Es la imagen del día.
No caía la lluvia sobre el fango, ni estaban nevados los caminos, ni relucían tampoco en ell campanario los colores jasídicos y las cúpulas doradas de un kremlin eslavo.
Pero era la misma locura que hace saltar al violinista judío por entre las azoteas.
Sobre la Iglesia berroqueña de la Anunciación que como un relicario alberga en su interior un retablo que es cumbre del arte occidental -almendradas miradas divinas del Divino Morales- ha caminado el sacerdote por el filo azul del cielo como Cristo sobre las aguas, con la cándida toga eucarística aventada por los aires de marzo.
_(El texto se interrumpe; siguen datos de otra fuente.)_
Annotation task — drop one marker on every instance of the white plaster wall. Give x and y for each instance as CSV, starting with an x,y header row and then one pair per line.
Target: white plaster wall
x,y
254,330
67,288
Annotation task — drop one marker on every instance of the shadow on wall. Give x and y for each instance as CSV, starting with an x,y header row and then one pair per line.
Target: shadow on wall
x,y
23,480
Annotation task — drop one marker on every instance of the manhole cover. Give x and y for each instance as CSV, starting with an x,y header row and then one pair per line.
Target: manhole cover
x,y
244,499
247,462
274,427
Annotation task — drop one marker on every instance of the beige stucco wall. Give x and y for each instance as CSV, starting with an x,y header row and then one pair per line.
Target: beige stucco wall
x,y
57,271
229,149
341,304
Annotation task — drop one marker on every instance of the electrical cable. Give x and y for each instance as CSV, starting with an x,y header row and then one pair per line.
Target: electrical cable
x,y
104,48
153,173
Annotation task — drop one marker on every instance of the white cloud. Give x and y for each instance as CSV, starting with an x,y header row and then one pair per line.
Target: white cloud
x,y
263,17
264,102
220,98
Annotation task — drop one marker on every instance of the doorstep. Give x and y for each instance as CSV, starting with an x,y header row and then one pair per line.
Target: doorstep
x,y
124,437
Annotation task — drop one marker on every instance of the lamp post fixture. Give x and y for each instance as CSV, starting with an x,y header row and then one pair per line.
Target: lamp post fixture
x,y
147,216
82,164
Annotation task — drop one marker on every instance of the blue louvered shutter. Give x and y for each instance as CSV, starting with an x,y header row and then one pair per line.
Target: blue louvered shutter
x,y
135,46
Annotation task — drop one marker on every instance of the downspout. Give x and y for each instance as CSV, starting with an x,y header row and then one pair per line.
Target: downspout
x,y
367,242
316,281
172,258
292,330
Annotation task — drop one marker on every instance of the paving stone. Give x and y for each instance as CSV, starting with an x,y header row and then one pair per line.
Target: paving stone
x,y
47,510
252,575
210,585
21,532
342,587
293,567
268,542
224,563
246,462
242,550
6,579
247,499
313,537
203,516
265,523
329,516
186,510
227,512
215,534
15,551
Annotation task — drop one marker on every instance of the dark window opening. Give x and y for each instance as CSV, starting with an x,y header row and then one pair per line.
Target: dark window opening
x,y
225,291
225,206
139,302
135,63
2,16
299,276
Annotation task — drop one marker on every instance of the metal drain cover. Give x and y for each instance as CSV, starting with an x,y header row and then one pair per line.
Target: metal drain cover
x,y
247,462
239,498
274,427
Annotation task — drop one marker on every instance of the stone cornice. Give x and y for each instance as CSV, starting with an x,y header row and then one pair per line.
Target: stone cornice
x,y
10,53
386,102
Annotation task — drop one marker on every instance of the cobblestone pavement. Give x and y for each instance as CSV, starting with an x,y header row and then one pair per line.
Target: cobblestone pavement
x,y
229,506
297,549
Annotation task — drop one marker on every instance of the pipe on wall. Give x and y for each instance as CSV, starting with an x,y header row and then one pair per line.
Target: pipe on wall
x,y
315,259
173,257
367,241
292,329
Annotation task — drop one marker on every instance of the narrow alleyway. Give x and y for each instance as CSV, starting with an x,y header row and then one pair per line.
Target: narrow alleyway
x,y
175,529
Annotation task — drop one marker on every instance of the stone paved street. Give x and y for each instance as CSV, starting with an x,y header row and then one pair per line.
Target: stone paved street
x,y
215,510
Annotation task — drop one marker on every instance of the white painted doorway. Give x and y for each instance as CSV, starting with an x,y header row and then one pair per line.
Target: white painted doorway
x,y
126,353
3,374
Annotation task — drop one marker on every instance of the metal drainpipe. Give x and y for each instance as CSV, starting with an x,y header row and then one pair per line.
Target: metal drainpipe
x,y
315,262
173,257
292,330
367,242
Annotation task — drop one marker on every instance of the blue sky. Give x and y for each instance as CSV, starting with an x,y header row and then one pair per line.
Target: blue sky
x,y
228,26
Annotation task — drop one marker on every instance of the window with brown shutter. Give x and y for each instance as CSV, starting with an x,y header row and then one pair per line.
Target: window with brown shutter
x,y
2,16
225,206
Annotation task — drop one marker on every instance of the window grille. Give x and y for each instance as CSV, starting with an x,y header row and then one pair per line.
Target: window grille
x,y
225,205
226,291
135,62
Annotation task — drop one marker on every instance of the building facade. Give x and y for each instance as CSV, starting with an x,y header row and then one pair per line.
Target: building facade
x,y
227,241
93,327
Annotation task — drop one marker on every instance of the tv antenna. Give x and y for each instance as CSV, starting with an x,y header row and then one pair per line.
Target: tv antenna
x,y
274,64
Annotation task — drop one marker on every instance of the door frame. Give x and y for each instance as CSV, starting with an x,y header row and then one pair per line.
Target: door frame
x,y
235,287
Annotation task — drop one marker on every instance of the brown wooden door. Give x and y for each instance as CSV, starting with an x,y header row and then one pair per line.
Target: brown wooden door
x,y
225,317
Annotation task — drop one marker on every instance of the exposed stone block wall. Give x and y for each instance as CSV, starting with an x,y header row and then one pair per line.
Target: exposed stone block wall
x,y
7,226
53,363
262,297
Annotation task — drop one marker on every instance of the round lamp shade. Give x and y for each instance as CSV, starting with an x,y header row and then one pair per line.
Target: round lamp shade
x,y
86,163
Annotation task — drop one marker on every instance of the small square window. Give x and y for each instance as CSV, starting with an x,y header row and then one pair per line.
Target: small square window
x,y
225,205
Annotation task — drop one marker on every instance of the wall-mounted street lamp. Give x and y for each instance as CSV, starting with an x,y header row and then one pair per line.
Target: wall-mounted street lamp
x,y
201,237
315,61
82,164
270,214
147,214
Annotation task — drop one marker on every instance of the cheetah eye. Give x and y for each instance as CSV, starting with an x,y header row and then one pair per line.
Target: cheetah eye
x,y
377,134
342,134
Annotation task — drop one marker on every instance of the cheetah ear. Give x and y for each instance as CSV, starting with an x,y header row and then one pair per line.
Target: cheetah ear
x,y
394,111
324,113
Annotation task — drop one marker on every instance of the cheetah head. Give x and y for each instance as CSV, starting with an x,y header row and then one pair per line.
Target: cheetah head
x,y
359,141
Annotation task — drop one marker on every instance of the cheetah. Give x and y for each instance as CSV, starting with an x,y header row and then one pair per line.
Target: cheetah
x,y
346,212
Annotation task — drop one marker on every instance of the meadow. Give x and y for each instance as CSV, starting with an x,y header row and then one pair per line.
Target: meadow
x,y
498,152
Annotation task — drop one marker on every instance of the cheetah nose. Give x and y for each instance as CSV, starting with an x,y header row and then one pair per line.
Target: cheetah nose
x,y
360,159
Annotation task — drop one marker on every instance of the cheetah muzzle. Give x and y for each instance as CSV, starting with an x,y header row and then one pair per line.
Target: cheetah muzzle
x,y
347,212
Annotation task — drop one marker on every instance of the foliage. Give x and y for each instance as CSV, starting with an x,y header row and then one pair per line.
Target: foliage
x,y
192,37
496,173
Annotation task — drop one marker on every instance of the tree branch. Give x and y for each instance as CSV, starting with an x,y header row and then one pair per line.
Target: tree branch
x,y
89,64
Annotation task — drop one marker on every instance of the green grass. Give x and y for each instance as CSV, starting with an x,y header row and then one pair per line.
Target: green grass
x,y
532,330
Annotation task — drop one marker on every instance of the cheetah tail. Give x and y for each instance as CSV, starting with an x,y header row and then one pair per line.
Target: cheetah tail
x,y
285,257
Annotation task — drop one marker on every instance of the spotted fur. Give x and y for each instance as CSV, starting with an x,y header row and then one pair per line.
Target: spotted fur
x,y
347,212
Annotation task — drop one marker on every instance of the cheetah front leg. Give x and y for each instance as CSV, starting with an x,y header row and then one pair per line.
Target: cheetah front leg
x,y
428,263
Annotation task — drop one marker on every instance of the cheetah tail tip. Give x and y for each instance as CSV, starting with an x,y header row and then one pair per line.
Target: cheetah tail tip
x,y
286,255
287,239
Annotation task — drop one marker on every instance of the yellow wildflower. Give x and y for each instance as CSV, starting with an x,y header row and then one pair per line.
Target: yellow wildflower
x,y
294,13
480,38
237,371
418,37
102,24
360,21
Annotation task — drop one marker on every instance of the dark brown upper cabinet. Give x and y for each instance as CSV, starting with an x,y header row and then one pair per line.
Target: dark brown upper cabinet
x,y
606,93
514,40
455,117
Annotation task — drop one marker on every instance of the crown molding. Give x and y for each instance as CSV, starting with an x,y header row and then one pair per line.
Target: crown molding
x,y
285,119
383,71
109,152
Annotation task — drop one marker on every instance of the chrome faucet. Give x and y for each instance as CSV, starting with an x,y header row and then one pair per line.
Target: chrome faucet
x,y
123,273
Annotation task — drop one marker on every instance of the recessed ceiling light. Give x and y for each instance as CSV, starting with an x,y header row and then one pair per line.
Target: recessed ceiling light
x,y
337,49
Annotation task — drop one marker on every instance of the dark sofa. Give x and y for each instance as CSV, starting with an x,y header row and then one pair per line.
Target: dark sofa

"He bendecido los cuatro puntos cardinales"
Apartado el Santísimo en el desván del confinamiento, el párroco de Arroyo -mitad Santa Teresa, mitad Alonso Quijano- ha extraído del hondo hontanar de la mística guerrera española el ostensorio de las eternidades.
Salve, Sol.
Y era entonces la blancura deslumbrante de Juan Ramón Jiménez -cuando Dios está azul-, la que descendía como el maná a los altiplanos extremeños, saciando al espíritu hambriento que grita en el desierto de profundis.
Porque sin nuestras tradiciones, como decía Topol, la vida sería tan inestable como un violinista en el tejado o un encierro por COVID.
Porque sin nuestras tradiciones, como decía Topol, la vida sería tan inestable como un violinista en el tejado o un encierro por COVID.